In the first chapter, we study the common practice to perform data-driven variable selection and derive statistical inference from the resulting model. We find such inference enjoys none of the guarantees that classical statistical theory provides for tests and confidence intervals when the model has been chosen a priori. We propose to produce valid "post-selection inference" by reducing the problem to one of simultaneous inference. Simultaneity is required for all linear functions that arise as coefficient estimates in all submodels. By purchasing "simultaneity insurance" for all possible submodels, the resulting post-selection inference is rendered universally valid under all possible model selection procedures. This inference is therefore generally conservative for particular selection procedures, but it is always more precise than full Scheffé protection. Importantly it does not depend on the truth of the selected submodel, and hence it produces valid inference even in wrong models. We describe the structure of the simultaneous inference problem and give some asymptotic results.

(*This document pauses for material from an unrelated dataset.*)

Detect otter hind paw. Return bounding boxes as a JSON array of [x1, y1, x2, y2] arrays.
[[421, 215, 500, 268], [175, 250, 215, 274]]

In the second chapter of this thesis, we propose a different approach to achieve valid post-selection inference which corresponds to the treatment of the design matrix predictors as random. Our methodology is based on two techniques, namely split samples and the bootstrap. Split-sample methodology generally involves dividing the observations randomly into two parts: one part for exploratory model building, a.k.a. the training set or planning sample, and the other part for confirmatory statistical inference, a.k.a. holdout set or analysis sample. We use a training sample only to seek a subset of predictors, and then perform the estimation and inference on the holdout set. As far as inference after selection in linear models is concerned, the main advantage of this technique is, roughly speaking, that it separates the data for exploratory analysis from the data for confirmatory analysis, thereby removing the contaminating effect of selection on inference. We show that the our procedure achieves valid inference asymptotically for any selection rule.
The third part of the thesis is an application of the split samples method to an observational study on the effect of obstetric unit closures in Philadelphia. The splitting was successful twice over: (i) it successfully identified an interesting and moderately insensitive conclusion, (ii) by comparison of the planning and analysis samples, it is clearly seen to have avoided an exaggerated claim of insensitivity to unmeasured bias that might have occurred by focusing on the least sensitive of many findings. Under the assumption of no unmeasured confounding, we found strong evidence that obstetric unit closures caused birth injuries. We also showed this conclusion to be insensitive to bias from a moderate amount of unmeasured confounding.
Zhang, Kai, "Valid Post-Selection Inference" (2012). Publicly Accessible Penn Dissertations. 598.